Cornell College
STA 200 Fall 2025 Block 1
Scatterplots are useful for visualizing the relationship between two numerical variables.
Do life expectancy and total fertility appear to be associated or independent?
They appear to be linearly and negatively associated: as fertility increases, life expectancy decreases.
Was the relationship the same throughout the years, or did it change?
The relationship changed over the years.
Useful for visualizing one numerical variable. Darker colors represent areas where there are more observations.
How would you describe the distribution of GPAs in this data set?
Make sure to say something about the center, shape, and spread of the distribution.
The sample mean, denoted as \(\bar{x}\), can be calculated as:
\[ \bar{x} = \frac{x_1 + x_2 + \cdots + x_n}{n} \]
where \(x_1, x_2, \cdots, x_n\) represent the n observed values.
The population mean is also computed the same way but is denoted as \(\mu\). It is often not possible to calculate \(\mu\) since population data are rarely available.
The sample mean is a sample statistic, and serves as a point estimate of the population mean. This estimate may not be perfect, but if the sample is good (representative of the population), it is usually a pretty good estimate.
Higher bars represent areas where there are more observations, making it a little easier to judge the center and the shape of the distribution.
Which one(s) of these histograms are useful? Which reveal too much about the data? Which hide too much?
Does the histogram have a single prominent peak (unimodal), several prominent peaks (bimodal/multimodal), or no apparent peaks (uniform)?
In order to determine modality, step back and imagine a smooth curve over the histogram — imagine that the bars are wooden blocks and you drop a limp spaghetti over them. The shape the spaghetti would take could be viewed as a smooth curve.
Is the histogram right skewed, left skewed, or symmetric?
Histograms are said to be skewed to the side of the long tail.
Are there any unusual observations or potential outliers?
How would you describe the shape of the distribution of hours per week students spend on extracurricular activities?
Unimodal and right skewed, with a potentially unusual observation at 60 hours/week.
unimodal
bimodal
multimodal
uniform
right skew
left skew
Which of these variables do you expect to be uniformly distributed?
Answer: birthdays of classmates
Sketch the expected distributions of the following variables:
Come up with a concise way (1-2 sentences) to teach someone how to determine the expected distribution of any variable.
http://www.youtube.com/watch?v=4B2xOvKFFz4
How useful are centers alone for conveying the true characteristics of a distribution?
Variance is roughly the average squared deviation from the mean.
\[ s^2 = \frac{\sum_{i = 1}^n (x_i - \bar{x})^2}{n - 1} \]
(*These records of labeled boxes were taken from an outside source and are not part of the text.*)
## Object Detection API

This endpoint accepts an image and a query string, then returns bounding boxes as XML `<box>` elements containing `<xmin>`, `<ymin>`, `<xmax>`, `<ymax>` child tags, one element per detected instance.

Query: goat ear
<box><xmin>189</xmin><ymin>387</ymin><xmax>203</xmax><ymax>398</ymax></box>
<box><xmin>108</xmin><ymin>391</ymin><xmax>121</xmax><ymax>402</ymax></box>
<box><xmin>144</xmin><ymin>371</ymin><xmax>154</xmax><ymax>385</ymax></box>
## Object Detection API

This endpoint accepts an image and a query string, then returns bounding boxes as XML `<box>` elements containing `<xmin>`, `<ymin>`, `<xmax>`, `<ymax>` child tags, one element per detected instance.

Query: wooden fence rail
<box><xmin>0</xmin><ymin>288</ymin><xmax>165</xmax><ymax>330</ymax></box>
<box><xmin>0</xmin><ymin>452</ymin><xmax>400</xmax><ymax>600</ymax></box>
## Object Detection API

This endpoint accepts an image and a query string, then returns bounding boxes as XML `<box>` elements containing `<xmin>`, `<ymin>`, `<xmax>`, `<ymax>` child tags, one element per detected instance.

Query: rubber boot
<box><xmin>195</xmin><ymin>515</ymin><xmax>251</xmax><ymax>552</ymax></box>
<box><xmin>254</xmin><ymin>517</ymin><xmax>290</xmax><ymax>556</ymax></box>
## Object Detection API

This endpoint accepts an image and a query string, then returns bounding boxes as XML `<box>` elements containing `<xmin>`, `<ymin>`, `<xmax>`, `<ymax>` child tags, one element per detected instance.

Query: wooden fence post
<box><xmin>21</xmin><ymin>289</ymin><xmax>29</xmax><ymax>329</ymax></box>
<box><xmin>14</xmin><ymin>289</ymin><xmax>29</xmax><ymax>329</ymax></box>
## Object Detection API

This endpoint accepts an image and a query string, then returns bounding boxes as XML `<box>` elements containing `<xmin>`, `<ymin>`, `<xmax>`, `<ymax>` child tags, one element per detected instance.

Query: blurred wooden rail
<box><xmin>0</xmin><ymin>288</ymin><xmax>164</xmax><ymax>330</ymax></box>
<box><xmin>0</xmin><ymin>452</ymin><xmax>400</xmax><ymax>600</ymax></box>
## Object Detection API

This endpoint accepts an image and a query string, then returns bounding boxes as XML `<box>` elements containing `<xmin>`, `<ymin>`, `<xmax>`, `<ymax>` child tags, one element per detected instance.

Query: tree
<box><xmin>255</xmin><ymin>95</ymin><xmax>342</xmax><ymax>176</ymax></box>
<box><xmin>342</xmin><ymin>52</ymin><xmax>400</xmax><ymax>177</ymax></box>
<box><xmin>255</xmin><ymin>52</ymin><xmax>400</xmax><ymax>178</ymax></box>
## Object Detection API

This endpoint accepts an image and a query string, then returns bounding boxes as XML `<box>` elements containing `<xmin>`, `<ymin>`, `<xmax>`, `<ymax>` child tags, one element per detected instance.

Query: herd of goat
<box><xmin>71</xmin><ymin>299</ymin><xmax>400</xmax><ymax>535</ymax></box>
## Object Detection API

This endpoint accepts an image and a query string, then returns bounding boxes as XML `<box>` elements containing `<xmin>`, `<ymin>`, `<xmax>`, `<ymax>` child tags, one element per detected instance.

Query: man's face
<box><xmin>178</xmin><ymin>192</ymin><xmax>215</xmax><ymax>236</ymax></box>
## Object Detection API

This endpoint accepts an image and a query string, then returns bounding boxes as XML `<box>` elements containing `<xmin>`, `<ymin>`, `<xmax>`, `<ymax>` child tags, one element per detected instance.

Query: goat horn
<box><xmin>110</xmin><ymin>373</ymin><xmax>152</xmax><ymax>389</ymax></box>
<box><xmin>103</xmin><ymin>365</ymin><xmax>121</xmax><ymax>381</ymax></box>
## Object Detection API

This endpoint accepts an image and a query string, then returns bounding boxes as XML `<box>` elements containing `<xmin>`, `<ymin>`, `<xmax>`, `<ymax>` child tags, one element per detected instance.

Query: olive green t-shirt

\[ s^2 = \frac{(5 - 6.71)^2 + (9 - 6.71)^2 + \cdots + (7 - 6.71)^2}{217 - 1} = 4.11~hours^2 \]
Why do we use the squared deviation in the calculation of variance?
The standard deviation is the square root of the variance, and has the same units as the data.
\[ s = \sqrt{s^2} \]
The standard deviation of amount of sleep students get per night can be calculated as:
\[
s = \sqrt{4.11} = 2.03~\text{hours}
\]
We can see that all of the data are within 3 standard deviations of the mean.
The median is the value that splits the data in half when ordered in ascending order.
\[0, 1, \textbf{2}, 3, 4\]
If there are an even number of observations, then the median is the average of the two values in the middle.
\[0, 1, \underline{2, 3}, 4, 5 \rightarrow \frac{2 + 3}{2} = \textbf{2.5}\]
Since the median is the midpoint of the data, 50% of the values are below it. Hence, it is also the \(50^{th}\) percentile.
The \(25^{th}\) percentile is also called the first quartile, Q1.
The \(50^{th}\) percentile is also called the median.
The \(75^{th}\) percentile is also called the third quartile, Q3.
Between Q1 and Q3 is the middle 50% of the data. The range these data span is called the interquartile range, or the IQR.
\[ IQR = Q3 - Q1 \]
The box in a box plot represents the middle 50% of the data, and the thick line in the box is the median.
\[ \begin{aligned} \text{max upper whisker reach} &= Q3 + 1.5 \times IQR \\ \text{max lower whisker reach} &= Q1 - 1.5 \times IQR \end{aligned} \]
\[ \begin{aligned} \text{IQR} &= 20 - 10 = 10 \\ \text{max upper whisker reach} &= 20 + 1.5 \times 10 = 35 \\ \text{max lower whisker reach} &= 10 - 1.5 \times 10 = -5 \end{aligned} \]
Question: Why is it important to look for outliers?
Identify extreme skew in the distribution.
Identify data collection and entry errors.
Provide insight into interesting features of the data.
Question: How would sample statistics such as mean, median, SD, and IQR of household income be affected if the largest value was replaced with $10 million? What if the smallest value was replaced with $10 million?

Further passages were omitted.